Jennifer stood up and opened the apartment door. She stepped out in
the hall and came back pulling a long rolling rack of clothes. I
pointed at it. "I assume clothing is on our agenda for today." She
nodded and I sighed. "Why can't I just put on a T-shirt and jeans,
like before?"
"Well. When you decide on jeans, you then have to decide: skinny
jeans? Boot cut? Boyfriend? Trouser? Or straight? Distressed? Ripped?
Acid washed? Indigo?"
"Oh my God."
"We're just getting started. Now your T-shirt. Short sleeve? Long
sleeve? Three-quarter sleeve? Boat neck? V-neck? Crew neck? Scoop
neck? Color? Pattern?" I buried my face in my hands. "And then there
are the shoe choices, which are basically endless. But one of the most
wonderful things about our new state, although I'm sure it's not going
to matter to you, yet, is that we can wear the most wonderful,
gorgeous heels all day long with zero foot pain and back pain!"
I brushed a long strand of hair out of my face, feeling annoyed. I
might just have to have some of this chopped off, though the very
thought met with a degree of resistance from somewhere inside me. "Are
you always so bubbly in the morning?" Before giving her a chance to
answer, I went on: "Don't you have any other duties for my mother?

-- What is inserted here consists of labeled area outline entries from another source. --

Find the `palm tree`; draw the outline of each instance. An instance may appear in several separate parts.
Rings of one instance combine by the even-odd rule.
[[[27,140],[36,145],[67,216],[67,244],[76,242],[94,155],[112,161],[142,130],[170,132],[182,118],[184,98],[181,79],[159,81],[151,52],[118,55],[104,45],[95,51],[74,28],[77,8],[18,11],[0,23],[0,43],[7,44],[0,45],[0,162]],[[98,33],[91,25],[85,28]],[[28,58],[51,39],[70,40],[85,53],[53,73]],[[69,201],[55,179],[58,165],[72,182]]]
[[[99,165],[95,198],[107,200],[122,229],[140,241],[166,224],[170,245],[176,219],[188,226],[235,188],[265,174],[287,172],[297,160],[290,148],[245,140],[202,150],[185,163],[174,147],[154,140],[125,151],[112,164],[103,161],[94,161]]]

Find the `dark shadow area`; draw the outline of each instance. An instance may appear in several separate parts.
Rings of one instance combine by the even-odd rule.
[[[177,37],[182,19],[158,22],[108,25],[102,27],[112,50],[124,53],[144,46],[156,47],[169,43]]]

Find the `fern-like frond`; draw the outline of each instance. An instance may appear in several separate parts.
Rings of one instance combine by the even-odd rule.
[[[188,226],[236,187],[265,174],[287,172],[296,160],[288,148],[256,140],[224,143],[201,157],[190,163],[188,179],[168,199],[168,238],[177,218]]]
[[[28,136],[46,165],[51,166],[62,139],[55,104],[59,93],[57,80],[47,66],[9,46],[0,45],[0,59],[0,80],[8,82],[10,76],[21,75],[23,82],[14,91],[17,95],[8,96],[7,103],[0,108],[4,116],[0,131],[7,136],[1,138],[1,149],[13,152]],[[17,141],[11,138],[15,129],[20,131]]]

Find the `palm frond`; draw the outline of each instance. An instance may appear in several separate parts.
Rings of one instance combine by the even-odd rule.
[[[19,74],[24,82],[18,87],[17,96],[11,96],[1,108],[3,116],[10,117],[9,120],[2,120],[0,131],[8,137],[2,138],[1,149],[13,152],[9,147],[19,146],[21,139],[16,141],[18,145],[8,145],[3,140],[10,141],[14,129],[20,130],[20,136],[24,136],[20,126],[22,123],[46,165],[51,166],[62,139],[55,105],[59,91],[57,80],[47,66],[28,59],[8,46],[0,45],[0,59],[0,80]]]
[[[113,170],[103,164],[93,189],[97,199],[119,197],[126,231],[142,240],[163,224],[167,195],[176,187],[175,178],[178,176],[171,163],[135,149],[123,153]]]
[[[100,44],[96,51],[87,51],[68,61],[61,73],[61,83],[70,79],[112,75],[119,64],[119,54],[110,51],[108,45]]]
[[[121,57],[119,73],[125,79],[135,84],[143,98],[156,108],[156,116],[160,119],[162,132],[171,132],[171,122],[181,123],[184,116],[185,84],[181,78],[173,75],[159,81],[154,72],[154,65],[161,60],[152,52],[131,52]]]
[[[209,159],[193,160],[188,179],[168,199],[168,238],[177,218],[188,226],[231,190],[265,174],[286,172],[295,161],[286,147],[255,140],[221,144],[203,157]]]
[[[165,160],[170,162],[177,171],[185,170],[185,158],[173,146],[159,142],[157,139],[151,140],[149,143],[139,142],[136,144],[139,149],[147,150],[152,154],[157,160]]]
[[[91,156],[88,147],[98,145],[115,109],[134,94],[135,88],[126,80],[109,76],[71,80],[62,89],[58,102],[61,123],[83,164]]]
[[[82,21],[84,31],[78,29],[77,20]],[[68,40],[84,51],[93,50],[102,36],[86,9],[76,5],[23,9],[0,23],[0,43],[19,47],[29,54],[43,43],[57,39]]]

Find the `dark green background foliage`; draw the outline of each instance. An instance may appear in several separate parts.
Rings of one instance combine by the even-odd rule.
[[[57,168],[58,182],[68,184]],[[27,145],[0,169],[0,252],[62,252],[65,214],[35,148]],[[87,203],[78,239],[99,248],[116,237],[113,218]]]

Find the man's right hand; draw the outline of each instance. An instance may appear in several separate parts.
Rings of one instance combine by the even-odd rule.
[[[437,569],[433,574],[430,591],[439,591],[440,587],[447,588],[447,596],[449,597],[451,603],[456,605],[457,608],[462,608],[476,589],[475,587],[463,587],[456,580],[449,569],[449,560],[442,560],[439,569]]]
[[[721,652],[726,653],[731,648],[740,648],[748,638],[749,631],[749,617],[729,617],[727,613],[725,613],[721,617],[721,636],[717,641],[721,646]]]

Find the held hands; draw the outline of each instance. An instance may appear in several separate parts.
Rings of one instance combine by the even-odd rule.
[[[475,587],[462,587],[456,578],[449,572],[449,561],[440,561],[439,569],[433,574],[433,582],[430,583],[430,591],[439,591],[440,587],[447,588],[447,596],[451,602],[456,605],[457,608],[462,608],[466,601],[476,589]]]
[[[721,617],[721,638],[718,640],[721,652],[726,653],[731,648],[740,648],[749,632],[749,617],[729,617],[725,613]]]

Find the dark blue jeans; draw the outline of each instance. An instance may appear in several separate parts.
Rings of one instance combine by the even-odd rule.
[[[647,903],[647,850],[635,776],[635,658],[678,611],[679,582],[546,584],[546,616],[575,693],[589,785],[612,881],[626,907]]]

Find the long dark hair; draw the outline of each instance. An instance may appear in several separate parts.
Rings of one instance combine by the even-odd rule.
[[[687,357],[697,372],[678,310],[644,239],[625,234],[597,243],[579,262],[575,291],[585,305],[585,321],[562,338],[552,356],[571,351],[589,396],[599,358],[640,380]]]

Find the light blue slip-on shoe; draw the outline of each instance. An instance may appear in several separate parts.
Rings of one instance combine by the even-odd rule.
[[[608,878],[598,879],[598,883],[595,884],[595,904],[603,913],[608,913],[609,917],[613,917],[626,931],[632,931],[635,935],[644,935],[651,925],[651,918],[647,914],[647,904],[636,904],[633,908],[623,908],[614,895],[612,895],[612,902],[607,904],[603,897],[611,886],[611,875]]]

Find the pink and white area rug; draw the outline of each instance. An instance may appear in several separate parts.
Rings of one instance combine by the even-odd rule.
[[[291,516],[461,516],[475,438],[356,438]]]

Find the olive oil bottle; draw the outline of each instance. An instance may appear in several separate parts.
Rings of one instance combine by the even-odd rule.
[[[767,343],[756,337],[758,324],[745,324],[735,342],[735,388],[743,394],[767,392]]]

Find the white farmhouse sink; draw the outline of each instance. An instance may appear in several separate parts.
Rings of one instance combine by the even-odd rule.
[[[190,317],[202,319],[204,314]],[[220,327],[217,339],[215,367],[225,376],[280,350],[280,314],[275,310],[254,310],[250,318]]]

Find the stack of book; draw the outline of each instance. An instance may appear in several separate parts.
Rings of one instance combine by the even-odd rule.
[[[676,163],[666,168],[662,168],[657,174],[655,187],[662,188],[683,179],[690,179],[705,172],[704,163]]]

Or
are you basically my full-time baby sitter?"
"Pretty much," she said with a laugh. "Seriously, we're both works in
progress. She wants me to monitor you and myself very closely and
report back data to her on a regular basis." I fought the urge to roll
my eyes. I never thought I would end up as one of my mother's science
projects.
Somehow I made it through the day. I knew I would never become a
fashionista, a term Jennifer had introduced to me that day, but at
least I figured I could choose an outfit in the morning without being
paralyzed by confusion.
When Jennifer left me for the evening, it was past nine, but still
light outside; these were the longest days of the year. No one,
except for a bird or someone flying a drone, could see in the
apartment's windows, but I closed the drapes anyway. I wanted the
feeling of privacy. I went into the bedroom and took off the jeans
(ripped) and T-shirt (three-quarter sleeve V-neck, hot pink with white
piping around the neck and the ends of the sleeves) I was wearing. I
walked into the bedroom, clad only in bra and panties, and stood in
front of the full-length mirror.
I stared at myself for several minutes, not moving, except to turn
enough to inspect every part of it I could see. God, this body was so
sexy, so perfect. I would have given anything to be outside of it,
touching it, instead of inside. Finally, I slipped off the bra and
panties and stood there completely naked, having finally gathered the
courage to do what I had been thinking about.
I touched the same release point I had seen my mother press, and with
a soft whir, my chest cavity swung open. The circuit boards, digital
readouts and blinking status lights confirmed what some tiny part of
my computerized brain was still trying to deny: I was a robot. A
female robot. My mother's greatest creation yet. I was fighting back
tears as I closed myself up. Well, damn it, if this was my reality
now, I was going to make the best of it.
I climbed atop the bed, still naked, and hesitantly reached for my
right breast with my left index finger. I lightly ran the tip of the
perfectly-manicured nail across the top of the erect nipple. I
immediately felt a small electric shock in my spine. I flicked the
nipple again, harder, and the shock intensified. Now I began to rub
the nipple with my fingertip, the stroke steadily increasing in speed
and pressure. I felt something stirring between my legs. I began
working on the other nipple. Before I knew it I was massaging and
kneading both breasts.
I was shivering with delight, and acting on what seemed like animal
instinct. I entered my artificial womanhood for the first time. The
lightest touch of my fingertip to my clitoris sent me off into a world
I had never known before. I had liked masturbating as a guy, but dear
God, this was nothing remotely like it. The orgasm overwhelmed every
one of my senses. As I was coming, I wasn't thinking about being male,
female, human or robot; I was just overwhelmed by pure physical bliss.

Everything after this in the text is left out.